Сквозь клуб выпущенного дыма Ромуальд Северинович пытался рассмотреть выражение лица собеседника. Лев Абрамович затянулся еще раз:
— Почему вы не спрашиваете, что у меня есть вам сообщить? Вы демонстрируете выдержку или вы демонстрируете вежливость?
— Не хочу мешать маленькой радости.
— Да, трубка — как старая супруга... Скажите, вы что же, не слыхали о решении сейма?
Ромуальд Северинович помотал головой.
— Они там в Варшаве решили наградить героев. Они победили красную конницу и теперь будут раздавать подарки. А поскольку Польша хоть и самостоятельная теперь... Богатство и свобода в разных карманах у Бога. Он выдает их по отдельности и по очереди.
— Значит, — пан Порхневич выпил сразу половину высокого винного фужера для вина, налитого самогоном, — будут раздавать земли?
Вайсфельд с неожиданной быстротой выхватил мундштук из губ и коротко ткнул им в сторону собеседника:
— Поняли, да-а. Тем более — где? Вы подумали? Считаю, вам надо подготовиться к худшему. — Он опять затянулся. — Я к вам хорошо отношусь, поэтому скажу всю правду. Дворец ведь до последнего восстания принадлежал какому-то пану, хоть и не вельможному.
Ромуальд Северинович сглотнул, удерживая сивушный, прущий наружу дух.

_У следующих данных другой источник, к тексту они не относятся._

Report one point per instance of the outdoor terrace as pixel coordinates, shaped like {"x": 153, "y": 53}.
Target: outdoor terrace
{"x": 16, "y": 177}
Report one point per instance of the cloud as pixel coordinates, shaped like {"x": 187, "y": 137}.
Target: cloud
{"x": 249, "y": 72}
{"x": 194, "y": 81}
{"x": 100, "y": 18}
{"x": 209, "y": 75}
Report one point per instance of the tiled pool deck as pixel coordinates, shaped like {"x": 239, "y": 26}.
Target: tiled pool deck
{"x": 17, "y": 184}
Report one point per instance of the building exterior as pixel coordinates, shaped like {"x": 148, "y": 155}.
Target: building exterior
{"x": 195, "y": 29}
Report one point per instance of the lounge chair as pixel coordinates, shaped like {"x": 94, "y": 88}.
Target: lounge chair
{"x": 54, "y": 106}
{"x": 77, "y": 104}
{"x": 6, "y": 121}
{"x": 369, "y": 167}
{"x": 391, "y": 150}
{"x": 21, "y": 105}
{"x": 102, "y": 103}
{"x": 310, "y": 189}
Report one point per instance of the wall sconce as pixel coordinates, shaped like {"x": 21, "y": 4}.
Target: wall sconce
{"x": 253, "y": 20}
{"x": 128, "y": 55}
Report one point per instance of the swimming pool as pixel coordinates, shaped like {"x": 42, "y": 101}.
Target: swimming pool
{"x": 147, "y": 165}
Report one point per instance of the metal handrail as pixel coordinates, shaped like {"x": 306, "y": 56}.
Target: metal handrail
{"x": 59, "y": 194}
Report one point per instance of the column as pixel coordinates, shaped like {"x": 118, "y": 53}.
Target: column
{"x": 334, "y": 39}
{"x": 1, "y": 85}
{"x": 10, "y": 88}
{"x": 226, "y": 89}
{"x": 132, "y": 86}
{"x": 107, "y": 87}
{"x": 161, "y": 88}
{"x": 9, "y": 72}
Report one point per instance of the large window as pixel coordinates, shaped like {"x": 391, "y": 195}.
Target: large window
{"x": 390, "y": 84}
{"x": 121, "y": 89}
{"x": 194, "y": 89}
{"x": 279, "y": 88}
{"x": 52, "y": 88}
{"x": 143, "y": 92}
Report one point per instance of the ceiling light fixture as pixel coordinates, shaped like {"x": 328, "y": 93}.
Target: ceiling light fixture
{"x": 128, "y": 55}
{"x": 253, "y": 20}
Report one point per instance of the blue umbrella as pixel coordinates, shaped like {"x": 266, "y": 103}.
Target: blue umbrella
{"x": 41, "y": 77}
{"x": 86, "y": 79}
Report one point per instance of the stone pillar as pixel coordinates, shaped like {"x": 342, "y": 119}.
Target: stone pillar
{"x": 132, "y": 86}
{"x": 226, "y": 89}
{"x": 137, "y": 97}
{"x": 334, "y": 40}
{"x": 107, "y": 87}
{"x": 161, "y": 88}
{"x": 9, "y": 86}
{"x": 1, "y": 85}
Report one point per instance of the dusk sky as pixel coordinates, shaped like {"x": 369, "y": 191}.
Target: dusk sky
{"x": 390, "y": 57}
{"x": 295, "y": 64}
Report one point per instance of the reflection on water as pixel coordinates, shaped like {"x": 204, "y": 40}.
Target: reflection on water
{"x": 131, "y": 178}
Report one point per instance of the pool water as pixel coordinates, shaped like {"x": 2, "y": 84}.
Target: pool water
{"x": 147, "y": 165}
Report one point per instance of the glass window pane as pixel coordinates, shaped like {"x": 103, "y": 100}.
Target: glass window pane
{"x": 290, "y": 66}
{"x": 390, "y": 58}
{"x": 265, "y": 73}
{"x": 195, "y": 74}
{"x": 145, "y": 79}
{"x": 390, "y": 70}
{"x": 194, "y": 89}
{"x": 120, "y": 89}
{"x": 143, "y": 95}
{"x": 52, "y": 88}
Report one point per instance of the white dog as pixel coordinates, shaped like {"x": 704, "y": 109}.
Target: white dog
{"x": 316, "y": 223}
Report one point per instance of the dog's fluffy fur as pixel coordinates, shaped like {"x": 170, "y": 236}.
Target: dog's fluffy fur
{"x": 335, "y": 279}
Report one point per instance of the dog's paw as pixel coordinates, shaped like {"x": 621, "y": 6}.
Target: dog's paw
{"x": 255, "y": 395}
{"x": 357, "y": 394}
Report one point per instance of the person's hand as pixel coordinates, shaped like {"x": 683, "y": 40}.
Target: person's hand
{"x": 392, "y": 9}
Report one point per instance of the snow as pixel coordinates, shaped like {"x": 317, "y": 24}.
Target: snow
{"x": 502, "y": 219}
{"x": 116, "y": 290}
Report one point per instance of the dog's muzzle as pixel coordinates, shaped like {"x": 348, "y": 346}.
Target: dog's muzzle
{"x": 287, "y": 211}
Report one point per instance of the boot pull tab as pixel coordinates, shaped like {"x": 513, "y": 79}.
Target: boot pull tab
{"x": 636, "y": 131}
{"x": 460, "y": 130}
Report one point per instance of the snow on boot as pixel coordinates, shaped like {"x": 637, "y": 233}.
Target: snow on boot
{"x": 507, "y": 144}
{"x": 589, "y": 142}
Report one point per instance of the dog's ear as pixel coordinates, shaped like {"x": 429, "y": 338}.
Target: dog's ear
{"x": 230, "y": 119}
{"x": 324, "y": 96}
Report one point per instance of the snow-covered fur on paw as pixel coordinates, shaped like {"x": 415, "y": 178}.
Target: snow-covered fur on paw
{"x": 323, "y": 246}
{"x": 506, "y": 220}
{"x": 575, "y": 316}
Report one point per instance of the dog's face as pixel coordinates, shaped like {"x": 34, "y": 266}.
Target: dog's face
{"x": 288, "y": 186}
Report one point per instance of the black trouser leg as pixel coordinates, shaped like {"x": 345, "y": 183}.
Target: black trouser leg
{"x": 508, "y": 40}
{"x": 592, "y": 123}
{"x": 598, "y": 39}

— Можно без гадалки сказать — какой-нибудь Суханек отличился под Варшавой и уже бегает с документами по коридорам министерства. Я не буду спрашивать, в каком состоянии ваши бумаги, но думаю, что новые бумаги перебьют старые.
Расстались дружелюбно, но Ромуальд Северинович не мог не отметить, что старый лорд поставил-таки его на место. После этого сообщения почти козырный для Порхневича расклад вокруг Дворца, что случился после пожара в имении, оборачивался набором самых ненадежных фосок, побиваемых чем угодно, лишь бы с польскими водяными знаками.